If you were to spend more money, of course you would be getting a better system overall. Now for if you are on a budget, as i have read of 450 dollar, for right now you may want to look into Acer or Dell products. The system setup right now is not of importance just to get you by. Of course you CAN upgrade in the future to what you would like.

There are many thinks, as previously stated as well, that you can tweek to make the system performance better.


----------



## ebackhus (Apr 21, 2005)

Don't use the included power supply unless you don't care about your PC burning out shortly after you build it.


----------



## 1 g0t 0wn3d (Jan 31, 2007)

Master12 said:


> APEVIA X-Dreamer II ATXB4KLW-BK Black Steel ATX Mid Tower Computer Case 420W Power Supply - Retail (59.99)
> 
> Seagate Barracuda 7200.10 ST3250410AS 250GB 7200 RPM SATA 3.0Gb/s Hard Drive - OEM (69.99)
> 
> ...



That looks way better then the other builds


----------



## TheMatt (May 9, 2006)

For a little more money you can get this board which will be much higher quality/
http://www.newegg.com/Product/Product.aspx?Item=N82E16813128081

You will also need a heatsink for that processor.


----------



## Master12 (Jan 18, 2008)

ebackhus said:


> Don't use the included power supply unless you don't care about your PC burning out shortly after you build it.
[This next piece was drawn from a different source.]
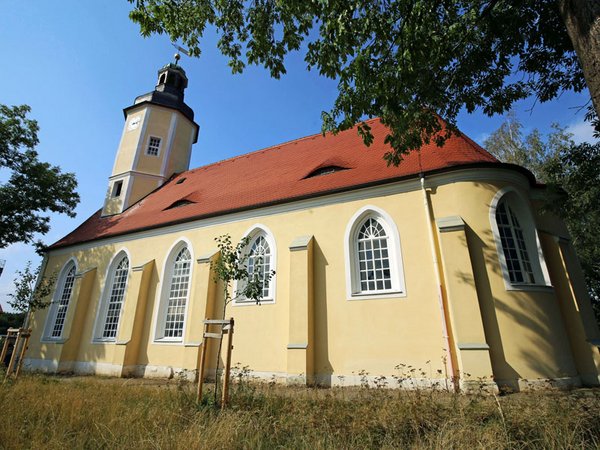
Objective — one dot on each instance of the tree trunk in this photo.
(582, 19)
Which one the one that comes with the case or the extra one?


----------



## Jtsou (Jul 13, 2007)

Almost any power supply that comes with a case(like i said, almost) is garbage.


----------



## 1 g0t 0wn3d (Jan 31, 2007)

Master12 said:


> Which one the one that comes with the case or the extra one?
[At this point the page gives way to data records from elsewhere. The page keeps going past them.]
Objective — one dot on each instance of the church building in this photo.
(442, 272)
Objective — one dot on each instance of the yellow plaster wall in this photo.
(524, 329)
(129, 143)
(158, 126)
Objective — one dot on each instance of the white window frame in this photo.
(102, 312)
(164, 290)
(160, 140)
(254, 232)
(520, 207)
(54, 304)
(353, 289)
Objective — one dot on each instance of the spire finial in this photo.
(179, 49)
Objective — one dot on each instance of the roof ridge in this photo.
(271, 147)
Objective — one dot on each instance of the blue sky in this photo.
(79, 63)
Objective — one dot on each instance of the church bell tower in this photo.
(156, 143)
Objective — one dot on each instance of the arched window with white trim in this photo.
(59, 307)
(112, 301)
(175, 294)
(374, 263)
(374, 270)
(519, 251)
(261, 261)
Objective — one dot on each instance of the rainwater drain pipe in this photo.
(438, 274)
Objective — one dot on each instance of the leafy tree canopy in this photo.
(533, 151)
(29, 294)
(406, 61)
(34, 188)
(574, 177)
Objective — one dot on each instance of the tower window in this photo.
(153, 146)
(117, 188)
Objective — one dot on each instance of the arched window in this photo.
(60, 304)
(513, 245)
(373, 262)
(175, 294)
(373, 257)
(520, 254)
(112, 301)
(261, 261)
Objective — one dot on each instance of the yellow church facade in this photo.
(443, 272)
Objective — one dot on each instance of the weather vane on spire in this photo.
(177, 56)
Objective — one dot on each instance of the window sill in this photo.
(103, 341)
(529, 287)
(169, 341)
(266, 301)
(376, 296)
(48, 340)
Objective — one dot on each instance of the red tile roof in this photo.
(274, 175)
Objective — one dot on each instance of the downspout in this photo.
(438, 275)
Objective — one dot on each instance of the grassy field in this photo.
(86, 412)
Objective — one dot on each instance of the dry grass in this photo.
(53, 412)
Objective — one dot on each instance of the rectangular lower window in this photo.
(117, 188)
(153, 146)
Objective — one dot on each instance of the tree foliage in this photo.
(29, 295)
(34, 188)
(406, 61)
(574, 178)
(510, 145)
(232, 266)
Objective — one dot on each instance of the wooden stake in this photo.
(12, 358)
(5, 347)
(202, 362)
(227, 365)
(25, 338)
The seasonic you listed is top quallity


----------



## Master12 (Jan 18, 2008)

Processor Intel Pentium 4 CPU 3.06 GHz 2 (CPUs
Memory 766MB RAM
Name Intel® 82865G Graphics Controller
Approx. Toal memory 96 MB
Current Display Mode 1024 x 768 (32 bit) (60Hz)

Well I'm still not sure what to do lol. I've been looking into building my own computer as you can see but I was wondering if I got this
http://www.newegg.com/Product/Product.aspx...N82E16814130076
Plus 2g of RAM. I was just wondering to see if this would be a good idea until I can save up enough money to get an actual good computer? I was just wondering if this will be able to run games like cod4 with ok settings. Also my motherboard only has an apg slot thats why I choose this card.


----------



## Master12 (Jan 18, 2008)

Sorry I cant edit or would this be a better once since its the same but 512mb
http://www.newegg.com/Product/Product.aspx?Item=N82E16814133176


----------



## HawMan (May 12, 2006)

The first link is dead what card is it?

Make sure your psu is big enough to power the card if you buy it.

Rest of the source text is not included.